Monday, June 30, 2008
le grand aioli
Sounds so chic, non? I actually can't think of anything less glamorous than mayonnaise, but somehow the French manage to even make condiments sophisticated.
Saturday night we had our friends Martha, Jo, and Mike over for a grand aioli, a family-style feast of fish, bread, eggs, and vegetables, all of which can be topped with the centerpiece of the spread: aioli, a garlicky mayonnaise. Jacques Pepin says he can't think of another dish that lends itself better to a party. And I do whatever Jacques says. Plus, Dan's been itching to make homemade mayo lately, so what better way to use it?
Le Grand Aioli:
Roasted curried chickpeas
Paloma cocktails (recipe coming soon)
Strawberry-almond yogurt cake with whipped cream
Assembling the spread really couldn't be easier. There's not much cooking involved and the prep is minimal, even though there are a lot of different components going on. In addition to hard boiled eggs and grilled cod, I served raw veggies (cherry tomatoes, fennel, radishes) and cooked veggies (asparagus, green beans, and new potatoes) and a sliced baguette. For the cooked vegetables, blanch them in boiling water for 3 to 4 minutes, then dump them into a bowl of ice water until they cool. I boiled the new potatoes and tossed them in a little olive oil, salt, and red wine vinegar, but you could also serve them plain at room temperature. If you time it right, you can prepare all of the cooked ingredients in the same large pot of boiling water, just use tongs to remove each ingredient from the pot before adding the next one.
Once you've made homemade aioli (or plain mayo, if you omit the garlic) you'll never go back to the jarred stuff. I'll admit, Miracle Whip is great on a turkey sandwich, but this is a whole other animal. And watching the oil and egg yolk emulsify is fun in a science experiment-y kind of way. Dan made plain and basil-flavored, and I preferred the basil with the grand aioli. All of the other parts of the meal are cooked so simply; the addition of herbs made everything a bit more flavorful.
(Serves 6 to 8 people)
1/2 clove of garlic, minced
1 egg yolk
1 tsp. dijon mustard
2 cups extra virgin olive oil
juice of 1/2 lemon
salt and pepper to taste
optional: 1/2 cup basil (or any other herb)
If using the basil, combine it and the oil in a food processor. Process until the basil is in small bits. Place the egg yolk and mustard in a bowl and whisk. Start to add the oil very slowly, first a few drops at a time, then in a long, thin drizzle. As you whisk, it will begin to emulsify. Once you've blended in about a half cup of oil, you can add the rest faster. Add the garlic, lemon juice, and then add salt and pepper to taste.
Strawberry-almond yogurt cake
This summery confection is a twist on Orangette's gâteau au yaourt à la fraise, French-style yogurt cake with strawberries.
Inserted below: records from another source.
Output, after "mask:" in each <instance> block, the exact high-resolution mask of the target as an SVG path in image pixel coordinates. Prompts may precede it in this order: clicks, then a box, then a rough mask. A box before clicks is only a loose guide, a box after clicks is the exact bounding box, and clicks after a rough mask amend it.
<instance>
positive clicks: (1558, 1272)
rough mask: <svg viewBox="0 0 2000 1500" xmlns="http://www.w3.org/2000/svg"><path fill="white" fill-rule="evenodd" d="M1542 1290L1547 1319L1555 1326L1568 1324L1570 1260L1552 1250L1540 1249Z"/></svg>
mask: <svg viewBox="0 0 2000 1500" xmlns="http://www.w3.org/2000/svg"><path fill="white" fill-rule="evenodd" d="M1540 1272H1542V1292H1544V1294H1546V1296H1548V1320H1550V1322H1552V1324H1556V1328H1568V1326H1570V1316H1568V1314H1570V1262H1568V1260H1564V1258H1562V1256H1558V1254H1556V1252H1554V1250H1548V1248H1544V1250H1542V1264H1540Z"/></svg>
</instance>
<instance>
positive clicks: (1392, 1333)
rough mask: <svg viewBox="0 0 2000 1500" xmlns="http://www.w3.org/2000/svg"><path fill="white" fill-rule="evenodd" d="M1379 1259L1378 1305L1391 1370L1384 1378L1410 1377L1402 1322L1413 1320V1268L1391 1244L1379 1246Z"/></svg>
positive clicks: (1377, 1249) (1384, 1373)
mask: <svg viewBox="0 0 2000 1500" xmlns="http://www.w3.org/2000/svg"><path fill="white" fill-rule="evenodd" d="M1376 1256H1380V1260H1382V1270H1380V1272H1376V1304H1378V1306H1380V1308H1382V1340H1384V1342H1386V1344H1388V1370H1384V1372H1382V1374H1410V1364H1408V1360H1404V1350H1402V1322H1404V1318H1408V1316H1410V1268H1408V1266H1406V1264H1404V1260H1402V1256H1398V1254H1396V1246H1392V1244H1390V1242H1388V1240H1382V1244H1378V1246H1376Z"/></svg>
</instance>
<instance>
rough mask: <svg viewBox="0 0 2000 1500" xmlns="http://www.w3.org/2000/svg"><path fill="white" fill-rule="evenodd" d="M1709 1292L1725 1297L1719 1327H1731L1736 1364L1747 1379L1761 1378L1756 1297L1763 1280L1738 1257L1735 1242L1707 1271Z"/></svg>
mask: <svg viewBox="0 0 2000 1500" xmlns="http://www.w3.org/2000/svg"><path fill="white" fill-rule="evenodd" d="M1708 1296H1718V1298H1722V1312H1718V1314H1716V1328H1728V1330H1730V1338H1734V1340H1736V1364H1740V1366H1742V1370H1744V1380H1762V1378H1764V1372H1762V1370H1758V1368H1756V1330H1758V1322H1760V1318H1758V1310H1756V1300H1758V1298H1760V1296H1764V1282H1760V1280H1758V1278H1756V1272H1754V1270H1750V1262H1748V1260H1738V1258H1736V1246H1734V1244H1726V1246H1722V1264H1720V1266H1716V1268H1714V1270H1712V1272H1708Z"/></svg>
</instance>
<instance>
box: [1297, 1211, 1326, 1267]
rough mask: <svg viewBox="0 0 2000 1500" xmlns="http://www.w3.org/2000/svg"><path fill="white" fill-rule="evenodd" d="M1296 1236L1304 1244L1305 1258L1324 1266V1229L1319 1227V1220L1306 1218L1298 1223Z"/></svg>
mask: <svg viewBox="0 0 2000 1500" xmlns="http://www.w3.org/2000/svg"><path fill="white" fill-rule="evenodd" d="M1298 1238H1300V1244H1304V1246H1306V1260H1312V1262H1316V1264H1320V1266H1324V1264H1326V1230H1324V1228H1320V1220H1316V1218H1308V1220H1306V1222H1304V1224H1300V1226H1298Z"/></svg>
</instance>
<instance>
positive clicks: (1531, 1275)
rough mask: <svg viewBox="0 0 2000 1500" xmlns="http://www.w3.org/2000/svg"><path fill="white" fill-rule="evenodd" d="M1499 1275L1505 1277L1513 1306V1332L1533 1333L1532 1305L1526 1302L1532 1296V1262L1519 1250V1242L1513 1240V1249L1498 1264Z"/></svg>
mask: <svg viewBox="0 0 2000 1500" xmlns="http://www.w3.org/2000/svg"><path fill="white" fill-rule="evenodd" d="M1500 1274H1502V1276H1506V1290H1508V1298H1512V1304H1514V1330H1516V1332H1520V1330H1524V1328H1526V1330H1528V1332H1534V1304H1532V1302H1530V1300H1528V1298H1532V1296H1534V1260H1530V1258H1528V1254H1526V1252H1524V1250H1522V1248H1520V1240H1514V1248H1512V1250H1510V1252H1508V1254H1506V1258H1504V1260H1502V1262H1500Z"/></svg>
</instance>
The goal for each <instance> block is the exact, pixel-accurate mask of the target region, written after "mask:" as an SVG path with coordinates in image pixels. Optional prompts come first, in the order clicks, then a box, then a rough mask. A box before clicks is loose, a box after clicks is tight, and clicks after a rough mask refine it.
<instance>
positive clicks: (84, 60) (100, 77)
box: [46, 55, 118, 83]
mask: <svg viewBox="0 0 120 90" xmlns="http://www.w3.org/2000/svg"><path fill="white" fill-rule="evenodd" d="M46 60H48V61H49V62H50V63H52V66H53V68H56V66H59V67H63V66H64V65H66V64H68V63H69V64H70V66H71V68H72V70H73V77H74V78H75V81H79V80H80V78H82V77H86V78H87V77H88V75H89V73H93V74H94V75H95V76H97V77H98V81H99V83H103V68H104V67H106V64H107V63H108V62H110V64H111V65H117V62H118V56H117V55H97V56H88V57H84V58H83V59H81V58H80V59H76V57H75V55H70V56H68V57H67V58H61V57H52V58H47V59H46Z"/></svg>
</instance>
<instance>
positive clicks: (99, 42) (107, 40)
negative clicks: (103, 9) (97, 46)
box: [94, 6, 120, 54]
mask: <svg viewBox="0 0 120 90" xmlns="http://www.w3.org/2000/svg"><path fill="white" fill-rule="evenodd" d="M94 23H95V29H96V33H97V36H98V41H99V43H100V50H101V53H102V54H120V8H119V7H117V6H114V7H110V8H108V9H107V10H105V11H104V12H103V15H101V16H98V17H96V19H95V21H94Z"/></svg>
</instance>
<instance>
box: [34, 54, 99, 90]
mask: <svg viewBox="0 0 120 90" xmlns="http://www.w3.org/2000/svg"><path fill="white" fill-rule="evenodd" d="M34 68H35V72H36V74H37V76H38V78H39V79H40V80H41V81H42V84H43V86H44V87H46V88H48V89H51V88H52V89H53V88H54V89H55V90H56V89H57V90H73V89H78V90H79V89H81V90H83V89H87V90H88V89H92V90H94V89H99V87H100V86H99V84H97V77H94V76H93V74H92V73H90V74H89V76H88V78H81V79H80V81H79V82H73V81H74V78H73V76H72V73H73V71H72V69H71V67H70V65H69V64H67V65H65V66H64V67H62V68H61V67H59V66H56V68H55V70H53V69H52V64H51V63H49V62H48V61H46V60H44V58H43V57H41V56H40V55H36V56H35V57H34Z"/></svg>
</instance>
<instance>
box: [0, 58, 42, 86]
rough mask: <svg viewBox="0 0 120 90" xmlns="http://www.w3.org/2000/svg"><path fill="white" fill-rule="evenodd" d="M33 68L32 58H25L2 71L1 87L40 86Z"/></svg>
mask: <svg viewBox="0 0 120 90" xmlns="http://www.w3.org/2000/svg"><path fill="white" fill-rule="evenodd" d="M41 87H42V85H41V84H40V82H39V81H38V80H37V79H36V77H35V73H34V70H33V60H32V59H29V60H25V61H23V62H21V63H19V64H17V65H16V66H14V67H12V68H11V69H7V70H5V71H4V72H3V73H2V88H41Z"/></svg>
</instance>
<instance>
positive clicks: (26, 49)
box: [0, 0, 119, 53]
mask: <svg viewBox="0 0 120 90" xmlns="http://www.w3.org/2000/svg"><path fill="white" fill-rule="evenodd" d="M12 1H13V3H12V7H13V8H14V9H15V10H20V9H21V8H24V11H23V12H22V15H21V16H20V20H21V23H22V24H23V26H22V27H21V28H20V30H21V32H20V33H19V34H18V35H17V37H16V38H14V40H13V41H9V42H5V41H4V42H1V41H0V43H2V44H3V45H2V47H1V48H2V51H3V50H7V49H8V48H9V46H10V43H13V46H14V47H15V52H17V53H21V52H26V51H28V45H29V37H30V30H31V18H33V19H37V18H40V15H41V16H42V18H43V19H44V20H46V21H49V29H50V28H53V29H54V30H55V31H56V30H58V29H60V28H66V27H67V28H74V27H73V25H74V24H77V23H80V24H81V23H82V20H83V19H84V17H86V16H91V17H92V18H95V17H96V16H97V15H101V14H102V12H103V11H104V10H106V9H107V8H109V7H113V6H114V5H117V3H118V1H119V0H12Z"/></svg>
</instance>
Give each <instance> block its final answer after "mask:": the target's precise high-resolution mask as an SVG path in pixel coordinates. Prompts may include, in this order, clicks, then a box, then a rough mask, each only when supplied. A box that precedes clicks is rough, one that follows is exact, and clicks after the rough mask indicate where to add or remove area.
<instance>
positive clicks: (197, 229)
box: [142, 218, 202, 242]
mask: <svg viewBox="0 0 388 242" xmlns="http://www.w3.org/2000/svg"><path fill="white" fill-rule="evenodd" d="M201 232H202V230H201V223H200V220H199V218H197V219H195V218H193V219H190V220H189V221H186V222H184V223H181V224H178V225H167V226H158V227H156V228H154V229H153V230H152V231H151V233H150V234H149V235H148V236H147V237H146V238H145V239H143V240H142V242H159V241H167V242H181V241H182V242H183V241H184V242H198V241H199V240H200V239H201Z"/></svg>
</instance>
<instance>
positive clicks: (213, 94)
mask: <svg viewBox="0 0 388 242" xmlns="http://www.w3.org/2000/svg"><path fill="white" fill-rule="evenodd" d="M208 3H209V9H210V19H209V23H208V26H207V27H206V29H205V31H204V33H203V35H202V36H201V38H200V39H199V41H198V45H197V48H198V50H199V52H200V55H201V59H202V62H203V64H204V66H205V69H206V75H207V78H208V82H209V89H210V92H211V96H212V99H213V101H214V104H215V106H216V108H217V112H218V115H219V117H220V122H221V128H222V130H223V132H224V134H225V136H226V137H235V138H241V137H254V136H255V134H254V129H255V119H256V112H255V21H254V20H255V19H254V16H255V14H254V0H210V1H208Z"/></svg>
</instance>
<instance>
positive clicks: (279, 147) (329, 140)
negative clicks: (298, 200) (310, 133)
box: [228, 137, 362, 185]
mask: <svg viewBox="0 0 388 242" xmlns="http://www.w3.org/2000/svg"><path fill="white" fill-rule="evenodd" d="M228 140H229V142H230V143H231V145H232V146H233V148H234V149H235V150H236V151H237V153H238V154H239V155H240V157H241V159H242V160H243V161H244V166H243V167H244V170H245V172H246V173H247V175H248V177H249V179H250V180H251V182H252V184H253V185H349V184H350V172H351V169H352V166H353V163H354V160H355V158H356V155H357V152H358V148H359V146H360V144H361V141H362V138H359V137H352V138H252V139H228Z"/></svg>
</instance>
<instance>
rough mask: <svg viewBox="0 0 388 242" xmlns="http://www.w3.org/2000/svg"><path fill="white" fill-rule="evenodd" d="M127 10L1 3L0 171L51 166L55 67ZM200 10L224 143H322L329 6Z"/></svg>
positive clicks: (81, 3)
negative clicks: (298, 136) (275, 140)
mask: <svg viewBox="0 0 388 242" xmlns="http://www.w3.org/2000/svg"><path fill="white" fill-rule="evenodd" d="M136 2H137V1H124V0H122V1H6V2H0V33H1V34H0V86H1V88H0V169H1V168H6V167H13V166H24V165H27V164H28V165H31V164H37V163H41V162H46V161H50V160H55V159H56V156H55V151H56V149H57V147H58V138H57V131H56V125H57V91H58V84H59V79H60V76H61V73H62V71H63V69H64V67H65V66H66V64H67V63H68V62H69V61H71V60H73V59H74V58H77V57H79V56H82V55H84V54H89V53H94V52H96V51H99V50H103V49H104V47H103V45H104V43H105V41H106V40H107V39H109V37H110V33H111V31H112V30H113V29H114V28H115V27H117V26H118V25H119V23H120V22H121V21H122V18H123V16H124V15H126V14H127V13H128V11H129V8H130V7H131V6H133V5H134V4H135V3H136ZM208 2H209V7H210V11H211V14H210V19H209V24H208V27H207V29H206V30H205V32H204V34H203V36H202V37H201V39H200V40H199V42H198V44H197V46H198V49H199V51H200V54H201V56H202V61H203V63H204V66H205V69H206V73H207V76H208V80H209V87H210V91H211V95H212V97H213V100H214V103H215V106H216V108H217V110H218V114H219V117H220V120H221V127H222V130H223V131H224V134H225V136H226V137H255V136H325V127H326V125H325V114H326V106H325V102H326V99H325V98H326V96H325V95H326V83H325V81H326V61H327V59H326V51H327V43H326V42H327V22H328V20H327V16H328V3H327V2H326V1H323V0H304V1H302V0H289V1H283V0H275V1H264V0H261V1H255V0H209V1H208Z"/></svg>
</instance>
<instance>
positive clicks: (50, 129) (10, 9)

I basically stuck to the recipe as written, but amped up the almond component of the cake with almond extract, which made it extra fragrant. Serve with sweetened whipped cream, extra berries, and toasted sliced almonds (which, as you can see below, I forgot).
(Serves 6 to 8 people)
1/2 cup plain yogurt
1/2 cup canola or vegetable oil
1 cup sugar
1/2 cup ground almonds (about 1 cup slivered almonds, ground in a food processor)
1 cup flour
2 tsp. baking powder
pinch of salt
1 Tbsp. almond extract
2 handfuls quartered strawberries (or frozen whole berries)
Preheat your oven to 350 degrees. In a large bowl, combine yogurt, oil, eggs, and extract. Stir until blended together. Stir in the dry ingredients. Pour two-thirds of the batter into a greased 8-inch pan. Scatter the strawberries on top of the batter layer as evenly as possible. Top the berries with the remaining batter. Don't worry if a few berries peek out. Bake for 35 to 40 minutes; the cake should be golden brown when done. Let cool and then remove the cake from its pan, turning it upside down onto a plate.